Complete step by step answer:
The trigonometric expression that we are given in this problem is,
$\dfrac{\sin \theta +\sin 2\theta }{1+\cos \theta +\cos 2\theta }$
We know the trigonometric identities which say that,
$\sin \left( A+B \right)=\sin A\cos B+\cos A\sin B$ and
$\cos \left( A+B \right)=\cos A\cos B-\sin A\sin B$
Now, if we put the values of A and B both equal to $\theta $ , then, we will get,
$\begin{align}
  & \sin \left( \theta +\theta \right)=\sin \theta \cos \theta +\cos \theta \sin \theta \\
 & \Rightarrow \sin 2\theta =2\sin \theta \cos \theta ....\left( i \right) \\
\end{align}$
Doing the same for $\cos \left( A+B \right)$ , we will get,
$\begin{align}
  & \cos \left( \theta +\theta \right)=\cos \theta \cos \theta -\sin \theta \sin \theta \\
 & \Rightarrow \cos 2\theta ={{\cos }^{2}}\theta -{{\sin }^{2}}\theta \\
\end{align}$
We also know the trigonometric identity which states that,
${{\sin }^{2}}\theta +{{\cos }^{2}}\theta =1$
Using the above trigonometric identity in the equation for $\cos 2\theta $ , we will get,
$\begin{align}
  & \Rightarrow \cos 2\theta ={{\cos }^{2}}\theta -\left( 1-{{\cos }^{2}}\theta \right) \\
 & \Rightarrow \cos 2\theta =2{{\cos }^{2}}\theta -1....\left( ii \right) \\
\end{align}$
Using expressions (i) and (ii) in our given expression, we will get,
 $\Rightarrow \dfrac{\sin \theta +\sin 2\theta }{1+\cos \theta +\cos 2\theta }=\dfrac{\sin \theta +2\sin \theta \cos \theta }{1+\cos \theta +2{{\cos }^{2}}\theta -1}$
Taking $\sin \theta $ common from the numerator and $\cos \theta $ common from the denominator, we will get,
$\Rightarrow \dfrac{\sin \theta +\sin 2\theta }{1+\cos \theta +\cos 2\theta }=\dfrac{\sin \theta \left( 1+2\cos \theta \right)}{\cos \theta \left( 1+2\cos \theta \right)}$
Cancelling out the $\left( 1+2\cos \theta \right)$ terms from the numerator and denominator, we will get,
$\Rightarrow \dfrac{\sin \theta +\sin 2\theta }{1+\cos \theta +\cos 2\theta }=\dfrac{\sin \theta }{\cos \theta }$
Now, we are well aware of the fact that the ratio of $\sin \theta $ and $\cos \theta $ is another trigonometric ratio, which is called tangent, and is denoted by $\tan \theta $ . So,
$\Rightarrow \dfrac{\sin \theta +\sin 2\theta }{1+\cos \theta +\cos 2\theta }=\tan \theta $
Thus, we can conclude that the given trigonometric expression $\dfrac{\sin \theta +\sin 2\theta }{1+\cos \theta +\cos 2\theta }$ is equal to $\tan \theta $ .

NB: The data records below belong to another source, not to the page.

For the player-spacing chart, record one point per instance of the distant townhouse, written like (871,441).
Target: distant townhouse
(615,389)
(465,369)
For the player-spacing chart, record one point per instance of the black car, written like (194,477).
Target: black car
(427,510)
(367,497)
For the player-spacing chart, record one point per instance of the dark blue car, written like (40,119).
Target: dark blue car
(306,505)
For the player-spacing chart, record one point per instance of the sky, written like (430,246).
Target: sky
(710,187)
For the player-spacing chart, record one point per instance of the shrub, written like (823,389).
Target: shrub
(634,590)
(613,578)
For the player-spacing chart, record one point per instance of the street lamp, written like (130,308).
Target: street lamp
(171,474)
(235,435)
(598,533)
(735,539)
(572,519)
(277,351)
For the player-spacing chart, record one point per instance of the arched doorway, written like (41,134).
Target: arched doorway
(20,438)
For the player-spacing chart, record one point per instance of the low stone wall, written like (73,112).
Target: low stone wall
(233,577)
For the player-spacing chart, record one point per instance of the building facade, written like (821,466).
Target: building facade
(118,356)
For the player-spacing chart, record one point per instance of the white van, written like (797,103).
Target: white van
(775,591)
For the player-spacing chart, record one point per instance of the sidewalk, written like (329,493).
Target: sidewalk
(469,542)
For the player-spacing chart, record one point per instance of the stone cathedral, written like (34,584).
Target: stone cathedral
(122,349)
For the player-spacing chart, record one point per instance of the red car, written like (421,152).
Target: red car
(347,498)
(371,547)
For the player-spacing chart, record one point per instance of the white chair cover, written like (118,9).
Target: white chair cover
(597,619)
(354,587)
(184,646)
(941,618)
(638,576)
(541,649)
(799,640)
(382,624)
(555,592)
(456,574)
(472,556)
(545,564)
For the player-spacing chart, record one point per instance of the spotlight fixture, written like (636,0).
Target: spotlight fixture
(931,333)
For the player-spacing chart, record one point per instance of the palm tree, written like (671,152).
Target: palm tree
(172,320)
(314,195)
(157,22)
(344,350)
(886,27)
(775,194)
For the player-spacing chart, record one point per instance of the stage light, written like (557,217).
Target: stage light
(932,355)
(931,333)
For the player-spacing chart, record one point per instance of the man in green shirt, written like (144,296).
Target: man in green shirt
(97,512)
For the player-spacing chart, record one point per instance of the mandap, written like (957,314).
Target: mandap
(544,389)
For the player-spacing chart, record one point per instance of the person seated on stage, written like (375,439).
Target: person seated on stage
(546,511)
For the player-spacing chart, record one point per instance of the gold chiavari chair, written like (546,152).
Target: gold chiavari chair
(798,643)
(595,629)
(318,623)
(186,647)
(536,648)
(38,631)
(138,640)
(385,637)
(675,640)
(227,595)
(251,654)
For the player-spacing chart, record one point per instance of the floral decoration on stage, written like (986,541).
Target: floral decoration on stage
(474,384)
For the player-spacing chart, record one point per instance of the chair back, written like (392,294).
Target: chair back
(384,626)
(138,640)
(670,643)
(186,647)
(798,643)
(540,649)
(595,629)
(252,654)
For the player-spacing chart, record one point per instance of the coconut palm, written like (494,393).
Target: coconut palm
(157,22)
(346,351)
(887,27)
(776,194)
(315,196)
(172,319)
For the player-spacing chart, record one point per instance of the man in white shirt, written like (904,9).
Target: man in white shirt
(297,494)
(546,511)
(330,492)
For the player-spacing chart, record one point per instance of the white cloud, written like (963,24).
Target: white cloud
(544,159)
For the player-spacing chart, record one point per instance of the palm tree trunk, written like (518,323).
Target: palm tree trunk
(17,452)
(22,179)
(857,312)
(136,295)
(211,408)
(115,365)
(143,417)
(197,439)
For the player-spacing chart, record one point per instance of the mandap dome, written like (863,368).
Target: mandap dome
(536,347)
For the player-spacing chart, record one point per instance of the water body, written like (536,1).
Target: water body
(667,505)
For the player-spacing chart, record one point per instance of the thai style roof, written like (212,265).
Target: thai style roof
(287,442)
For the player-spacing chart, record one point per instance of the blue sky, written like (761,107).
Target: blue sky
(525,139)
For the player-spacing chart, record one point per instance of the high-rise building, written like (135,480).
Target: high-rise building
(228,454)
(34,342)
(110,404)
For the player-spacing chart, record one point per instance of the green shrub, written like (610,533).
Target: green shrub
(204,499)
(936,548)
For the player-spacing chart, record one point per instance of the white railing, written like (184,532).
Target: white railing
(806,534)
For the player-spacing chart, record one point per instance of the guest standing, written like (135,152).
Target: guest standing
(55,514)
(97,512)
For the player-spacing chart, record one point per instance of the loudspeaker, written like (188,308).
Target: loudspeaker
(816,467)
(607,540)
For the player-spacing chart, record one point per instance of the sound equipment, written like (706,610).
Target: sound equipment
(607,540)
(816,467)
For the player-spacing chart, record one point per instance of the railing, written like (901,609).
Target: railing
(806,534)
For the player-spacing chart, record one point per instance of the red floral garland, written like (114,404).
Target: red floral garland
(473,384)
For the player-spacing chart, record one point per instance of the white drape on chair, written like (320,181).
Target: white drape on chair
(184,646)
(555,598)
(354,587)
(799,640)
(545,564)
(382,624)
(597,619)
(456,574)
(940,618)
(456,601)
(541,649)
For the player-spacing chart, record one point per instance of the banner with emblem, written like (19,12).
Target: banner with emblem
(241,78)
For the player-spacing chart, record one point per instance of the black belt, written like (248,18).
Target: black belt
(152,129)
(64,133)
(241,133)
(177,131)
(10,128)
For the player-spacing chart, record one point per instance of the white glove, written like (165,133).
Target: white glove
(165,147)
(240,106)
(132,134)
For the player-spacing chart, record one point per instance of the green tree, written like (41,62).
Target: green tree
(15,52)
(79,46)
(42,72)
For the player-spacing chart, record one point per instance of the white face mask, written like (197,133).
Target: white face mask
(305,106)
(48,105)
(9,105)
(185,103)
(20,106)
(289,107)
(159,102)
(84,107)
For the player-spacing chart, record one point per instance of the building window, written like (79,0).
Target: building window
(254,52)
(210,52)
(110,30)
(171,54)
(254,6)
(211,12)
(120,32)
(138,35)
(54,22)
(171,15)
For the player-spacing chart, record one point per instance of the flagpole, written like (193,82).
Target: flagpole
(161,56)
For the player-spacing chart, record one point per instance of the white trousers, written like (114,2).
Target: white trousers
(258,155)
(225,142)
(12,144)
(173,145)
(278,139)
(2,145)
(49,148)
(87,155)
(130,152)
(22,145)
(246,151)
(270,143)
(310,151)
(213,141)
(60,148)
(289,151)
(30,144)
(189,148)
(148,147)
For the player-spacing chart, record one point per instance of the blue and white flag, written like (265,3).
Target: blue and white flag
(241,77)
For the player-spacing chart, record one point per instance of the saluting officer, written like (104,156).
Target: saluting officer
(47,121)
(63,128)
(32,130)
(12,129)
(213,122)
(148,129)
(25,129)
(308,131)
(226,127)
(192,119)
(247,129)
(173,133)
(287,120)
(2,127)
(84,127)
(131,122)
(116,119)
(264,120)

So, the correct answer is “Option C”.

Note: For solving this problem, we have started from the very basics and then concluded it. But, in the examinations, there would not be so much time available. So, we have to memorise some quick trigonometric formulae like,
$\cos 2\theta =2{{\cos }^{2}}\theta -1$ and
$\sin 2\theta =2\sin \theta \cos \theta $
Remembering these formulas will help us solve these problems in the blink of an eye.